I was experimenting with beam search decoding of an acoustic model trained with CTC loss trained on an automatic speech recognition task. The version I was using was based on this paper. However, even though many sources describe integration of similar word level language model as beneficial to word error rate performance, in my case, the integration of LM worsened the results.

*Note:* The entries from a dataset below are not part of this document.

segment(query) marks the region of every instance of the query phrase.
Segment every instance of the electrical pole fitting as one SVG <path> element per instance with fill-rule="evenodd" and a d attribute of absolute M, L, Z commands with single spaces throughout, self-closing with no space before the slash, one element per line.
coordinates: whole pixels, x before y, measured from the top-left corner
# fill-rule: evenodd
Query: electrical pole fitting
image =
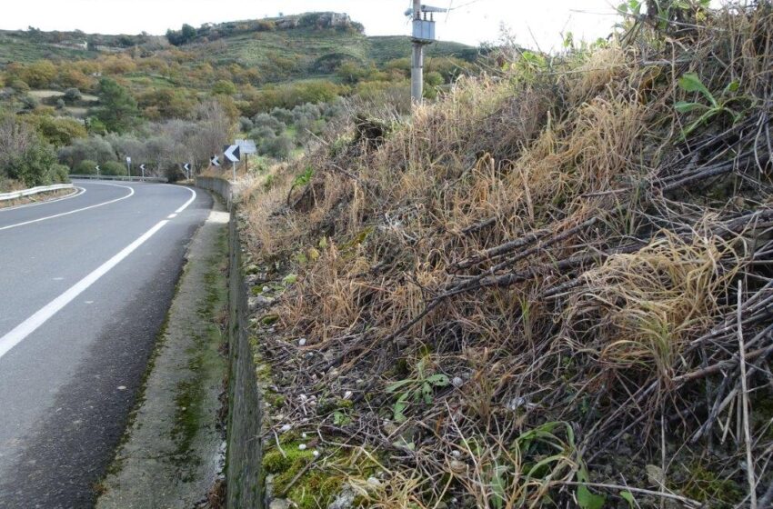
<path fill-rule="evenodd" d="M 436 41 L 435 13 L 445 12 L 447 9 L 422 5 L 421 0 L 413 0 L 413 8 L 406 11 L 406 15 L 413 18 L 411 100 L 415 105 L 420 105 L 424 97 L 424 46 Z"/>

It actually does not surprise me too much, because the language model scores only prefixes with finished words at the end, and scoring means multiplying the probability of the prefix by the LM probability, which decreases the probability of the whole prefix. This way, probability of prefixes that end with a word from a vocabulary is systematically decreased by the language model, while the prefixes that do not end with a complete word yet are not scored by the LM at all. At each time step, the prefixes ending with complete words seem to be discarted due to the lowered score, while the incomplete prefixes survive in the beam.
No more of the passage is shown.